Addressing a joint session of the US Congress ahead of a private meeting with his American counterpart, Barack Obama, on Thursday, Ukrainian President Petro Poroshenko called for the United States and the world to maintain their support for his government in its fight against separatists by sending supplies "both lethal and nonlethal." On Wednesday, Poroshenko had addressed Canada's parliament in Ottawa.

"It is impossible to imagine what I am feeling right now, how symbolic is the unity of the United States Congress in solidarity with Ukraine," Poroshenko said on Thursday. He added that Ukraine's government needed that "unity and solidarity, not only with the United States Congress, not only with the United States, but with the whole world."

Despite a ceasefire that has mostly held and the granting of new autonomy to separatists, Ukraine's government has sent new equipment and personnel reinforcements to forces stationed in the eastern regions of Donetsk and Luhansk, National Security and Defense Council spokesman Andriy Lysenko said Thursday in Kyiv. Lysenko alleged that that separatists had continued to violate the ceasefire, with three soldiers injured over the past 24 hours.
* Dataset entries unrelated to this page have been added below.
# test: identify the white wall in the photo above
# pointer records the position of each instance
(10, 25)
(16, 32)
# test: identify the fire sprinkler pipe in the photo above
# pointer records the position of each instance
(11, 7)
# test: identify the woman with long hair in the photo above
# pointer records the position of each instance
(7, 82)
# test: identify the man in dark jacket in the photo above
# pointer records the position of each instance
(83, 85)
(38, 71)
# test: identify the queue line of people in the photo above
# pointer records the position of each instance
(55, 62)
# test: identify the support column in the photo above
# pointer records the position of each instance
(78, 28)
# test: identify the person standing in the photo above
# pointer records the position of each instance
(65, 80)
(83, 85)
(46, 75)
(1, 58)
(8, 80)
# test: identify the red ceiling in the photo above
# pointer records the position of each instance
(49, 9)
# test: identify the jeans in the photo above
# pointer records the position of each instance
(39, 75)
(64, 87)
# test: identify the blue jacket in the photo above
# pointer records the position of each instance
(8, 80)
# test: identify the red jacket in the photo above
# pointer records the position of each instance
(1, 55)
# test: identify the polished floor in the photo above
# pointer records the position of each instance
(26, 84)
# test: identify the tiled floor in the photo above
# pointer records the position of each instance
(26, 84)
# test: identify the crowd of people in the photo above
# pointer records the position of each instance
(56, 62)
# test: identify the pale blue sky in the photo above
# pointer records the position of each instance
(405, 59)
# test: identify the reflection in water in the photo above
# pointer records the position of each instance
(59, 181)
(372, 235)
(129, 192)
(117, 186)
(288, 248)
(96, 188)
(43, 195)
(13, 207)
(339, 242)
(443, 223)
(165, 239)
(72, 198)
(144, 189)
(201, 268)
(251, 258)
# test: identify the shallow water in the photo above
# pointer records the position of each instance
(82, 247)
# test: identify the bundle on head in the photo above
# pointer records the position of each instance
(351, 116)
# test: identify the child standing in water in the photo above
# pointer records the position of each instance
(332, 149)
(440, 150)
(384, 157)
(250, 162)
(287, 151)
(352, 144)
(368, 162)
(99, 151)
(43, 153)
Lysenko told journalists that fighting overnight had left one emergency worker dead.

According to the city council in Donetsk, separatists reported no deaths in the fighting overnight, however. In a statement published online, the council called the situation in much of the city calm, although occasional explosions continued in a neighborhood in the north, near the government-held airport.

The United States and the European Union have slapped sanctions on Russia, which they accuse of fueling the conflict by sending fighters and regular troops over the border to aid the separatists. The latest round of sanctions have come despite a ceasefire that came into force on September 5.

On Thursday, Poroshenko called Russia's annexation of Ukraine's Crimean peninsula following the popular overthrow of his immediate predecessor, Viktor Yanukovych, "the most cynical act of treachery in modern history." He called Russia a "neo-Stalinist dictatorship."

"Our nation decided to be free and democratic," Poroshenko said. "Another nation decided to punish Ukraine for this."

Despite the animosity, Poroshenko said he remained in daily contact with his Russian counterpart, President Vladimir Putin.

"The dialogue is not easy," Poroshenko said. "Believe me."

'A new job'

On Thursday, the Organization for Security and Co-operation in Europe announced that it would double the number of its observers in Ukraine to 500 to oversee the fragile ceasefire between the government and separatists that the OSCE helped broker 13 days ago.

The organization will deploy the observers over the next two and a half months, said Ertugrul Apakan, who oversees such personnel at the Vienna-based body.

Apakan added that the OSCE aimed to have "more people" that are "more mobile, more flexible" in eastern Ukraine, where five months of fighting has claimed nearly 2,900 lives.